O histórico recente mostra que Rondônia está entre os estados mais vulneráveis durante a seca. Nos últimos anos, a combinação entre estiagens severas e queimadas trouxe prejuízos ambientais, econômicos e graves impactos à saúde pública, com aumento expressivo dos atendimentos por doenças respiratórias, especialmente entre crianças e idosos. A fumaça também compromete a visibilidade nas rodovias, afeta a navegação, prejudica atividades econômicas e agrava os efeitos das mudanças climáticas.

Diante desse cenário, é fundamental que o poder público antecipe as ações de prevenção. O reforço da fiscalização, campanhas educativas, monitoramento por satélite e resposta rápida aos primeiros focos são medidas capazes de evitar que o estado volte a enfrentar a situação crítica vivida em anos anteriores. Da mesma forma, a população precisa fazer sua parte: evitar queimadas para limpeza de terrenos, não jogar pontas de cigarro às margens das rodovias, não atear fogo em lixo ou vegetação e denunciar incêndios criminosos aos órgãos competentes. A prevenção continua sendo a ferramenta mais eficiente para impedir que pequenos focos se transformem em tragédias ambientais.
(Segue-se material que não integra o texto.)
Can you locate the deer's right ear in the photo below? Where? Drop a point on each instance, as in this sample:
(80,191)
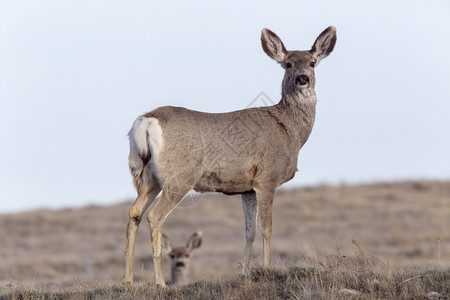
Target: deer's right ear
(165,243)
(272,45)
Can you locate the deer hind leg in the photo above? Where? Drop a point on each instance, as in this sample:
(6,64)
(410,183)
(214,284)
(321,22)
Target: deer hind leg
(156,217)
(146,195)
(265,201)
(250,207)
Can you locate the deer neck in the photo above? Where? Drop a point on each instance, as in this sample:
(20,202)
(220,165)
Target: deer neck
(299,110)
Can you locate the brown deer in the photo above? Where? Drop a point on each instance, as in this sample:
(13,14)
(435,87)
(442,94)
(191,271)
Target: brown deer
(249,152)
(180,257)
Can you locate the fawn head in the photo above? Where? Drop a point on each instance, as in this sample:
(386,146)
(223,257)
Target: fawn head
(179,256)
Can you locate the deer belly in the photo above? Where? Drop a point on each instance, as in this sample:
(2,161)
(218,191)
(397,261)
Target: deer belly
(236,182)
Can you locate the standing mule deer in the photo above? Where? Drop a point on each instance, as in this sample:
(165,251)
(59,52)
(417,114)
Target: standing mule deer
(179,256)
(249,152)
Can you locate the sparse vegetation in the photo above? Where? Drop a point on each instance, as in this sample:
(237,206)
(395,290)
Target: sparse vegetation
(378,241)
(321,282)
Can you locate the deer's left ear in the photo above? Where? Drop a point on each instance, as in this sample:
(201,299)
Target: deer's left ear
(324,44)
(195,241)
(272,45)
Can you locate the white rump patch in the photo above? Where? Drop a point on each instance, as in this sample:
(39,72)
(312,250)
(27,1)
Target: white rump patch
(156,141)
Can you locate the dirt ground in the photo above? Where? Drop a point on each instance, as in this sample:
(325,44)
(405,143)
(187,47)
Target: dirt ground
(397,224)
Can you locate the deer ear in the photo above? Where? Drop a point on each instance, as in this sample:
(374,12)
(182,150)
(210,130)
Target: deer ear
(165,243)
(272,45)
(324,44)
(195,241)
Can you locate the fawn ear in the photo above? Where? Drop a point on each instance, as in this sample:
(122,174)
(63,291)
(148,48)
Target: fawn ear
(272,45)
(324,44)
(195,241)
(165,243)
A fumaça registrada nesta segunda-feira serve como um alerta. Ainda estamos no início da estiagem, mas o momento de agir é agora. Se autoridades e sociedade esperarem o céu de Porto Velho voltar a ficar encoberto pela fumaça, como ocorreu em anos anteriores, o custo ambiental, econômico e humano será muito maior. A temporada de queimadas começou a dar seus primeiros sinais, e a resposta precisa ser imediata para evitar que Rondônia reviva mais um período de destruição.